I live kind of close to Wisconsin but the 45 minute drive that gets me from my house to Hudson is not even close to back yard territory. That’s “I’d better have a really fucking good reason to go there” territory!
Idaho and the Grand Tetons are a lot further apart than my house and Wisconsin. Unless you want to climb over the mountains.
That is a while different scale of “back yard.”
I think that different concept of size is a challenge for folks like us. Let me give you another example.
We wanted to go on a hike in the park because we are firm believers that you can’t fully enjoy a national park from the turnouts along the road. Because there were a lot of trails closed due to snow, we checked with a Ranger before deciding where we would hike.
The ranger suggested a trail to Taggert lake. She told us there was “some snow” on the trail but it was well packed by hikers and shouldn’t present too much of a problem.
We’re from Minnesota and we’re used to snow. “Some snow” seems like it shouldn’t be more than a couple of feet.
When she said “some snow,” however, what she meant was “this region gets an average of 400 inches of snow every winter and it takes a long time to melt. Therefore, any depth of snow less than 100 inches can realistically be considered ‘some snow.'”
Had we been able to speak the language of those native to Wyoming, we would have understood that we were not currently equipped to manage a three-mile hike across mounds of snow that sometimes exceeded eight feet in depth. Nor would we have assumed that our “simple” hike would have taken an hour or so.
The thing is, Wyoming is fucking huge and everything in Wyoming is a long way away from everything else in Wyoming. If someone tells you that you are going to need to drive for “some time,” they mean you’d better have a full tank of gas because it is 200 miles to the next gas station.
If someone asks you if you’d like “some steak,” they are offering you an entire cow and if you say “yes,” they are going to slaughter one for you.

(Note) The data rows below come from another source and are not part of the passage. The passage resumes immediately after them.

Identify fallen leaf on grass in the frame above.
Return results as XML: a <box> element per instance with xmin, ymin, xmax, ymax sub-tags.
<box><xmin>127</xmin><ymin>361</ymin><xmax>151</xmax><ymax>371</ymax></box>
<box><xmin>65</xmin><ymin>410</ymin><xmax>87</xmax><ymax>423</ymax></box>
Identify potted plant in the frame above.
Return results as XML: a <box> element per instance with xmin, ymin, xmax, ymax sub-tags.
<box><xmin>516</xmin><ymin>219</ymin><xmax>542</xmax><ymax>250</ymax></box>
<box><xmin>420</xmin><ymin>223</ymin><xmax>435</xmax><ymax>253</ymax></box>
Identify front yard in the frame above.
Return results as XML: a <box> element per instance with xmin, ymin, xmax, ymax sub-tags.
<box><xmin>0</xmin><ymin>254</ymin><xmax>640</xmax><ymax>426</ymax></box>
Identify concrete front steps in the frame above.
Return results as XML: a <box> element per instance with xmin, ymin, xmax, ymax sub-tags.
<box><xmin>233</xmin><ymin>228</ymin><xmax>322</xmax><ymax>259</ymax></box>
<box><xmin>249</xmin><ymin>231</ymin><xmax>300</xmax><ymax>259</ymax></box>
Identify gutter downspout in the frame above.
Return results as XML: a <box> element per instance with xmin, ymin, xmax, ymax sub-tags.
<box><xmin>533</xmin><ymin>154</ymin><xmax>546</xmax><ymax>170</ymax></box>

And if someone tells you there is “some snow,” it means there is enough snow to swallow up your family and preserve them until some future date when a new generation’s Pauley Shore will be looking to make the next remake of Encino Man.
I just need to remember that everything is bigger here and I think I’ll be able to get along.

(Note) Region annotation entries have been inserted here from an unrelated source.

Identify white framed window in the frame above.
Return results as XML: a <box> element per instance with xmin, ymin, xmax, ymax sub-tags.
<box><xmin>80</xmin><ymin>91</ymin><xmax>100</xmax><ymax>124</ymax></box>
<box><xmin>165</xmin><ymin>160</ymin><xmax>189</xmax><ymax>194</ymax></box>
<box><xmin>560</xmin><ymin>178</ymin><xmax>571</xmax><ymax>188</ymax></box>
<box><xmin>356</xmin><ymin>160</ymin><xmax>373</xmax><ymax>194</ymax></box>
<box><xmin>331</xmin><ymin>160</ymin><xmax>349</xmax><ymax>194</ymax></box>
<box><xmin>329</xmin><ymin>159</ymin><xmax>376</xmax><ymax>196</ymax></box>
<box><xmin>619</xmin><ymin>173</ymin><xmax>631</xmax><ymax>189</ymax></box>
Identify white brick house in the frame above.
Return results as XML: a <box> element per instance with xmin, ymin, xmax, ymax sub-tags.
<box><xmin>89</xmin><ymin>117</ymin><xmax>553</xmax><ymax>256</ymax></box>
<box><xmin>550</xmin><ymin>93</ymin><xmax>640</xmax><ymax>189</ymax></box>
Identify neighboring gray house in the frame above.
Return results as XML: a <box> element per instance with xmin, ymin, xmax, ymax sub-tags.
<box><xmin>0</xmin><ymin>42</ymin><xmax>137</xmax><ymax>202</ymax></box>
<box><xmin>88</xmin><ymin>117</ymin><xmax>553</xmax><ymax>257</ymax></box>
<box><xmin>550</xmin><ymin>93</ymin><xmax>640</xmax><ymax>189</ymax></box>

I’ve given up on news, though. I asked the clerk at the desk how I could get CNN and he just told me they had “some trouble” getting reception on that channel.

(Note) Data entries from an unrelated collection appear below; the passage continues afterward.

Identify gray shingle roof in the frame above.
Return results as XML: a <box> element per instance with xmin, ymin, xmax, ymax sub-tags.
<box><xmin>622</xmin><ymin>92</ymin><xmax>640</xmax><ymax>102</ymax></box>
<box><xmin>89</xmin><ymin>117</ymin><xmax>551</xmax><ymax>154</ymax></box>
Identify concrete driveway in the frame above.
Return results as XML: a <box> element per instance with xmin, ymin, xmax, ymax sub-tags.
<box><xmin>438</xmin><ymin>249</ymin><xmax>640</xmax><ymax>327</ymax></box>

I’m throwing a penalty flag on the CNN/MSNBC thing. I watched it in Evanston this morning during coffee, and when I go to the Tai place here in Mountian View they exclusively watch CNN. If you’re in J-Hole everyone there votes Democrat (they’re all from California). There is also a pocket of Liberals in Lander, the National Outdoor League. Other than the occasional move in there really aren’t any Liberals. If it’s any consolation though, Wyoming has the highest number of registered Libertarians per capita in the nation–neither conservative nor liberal. Just general disgust with the government as a whole.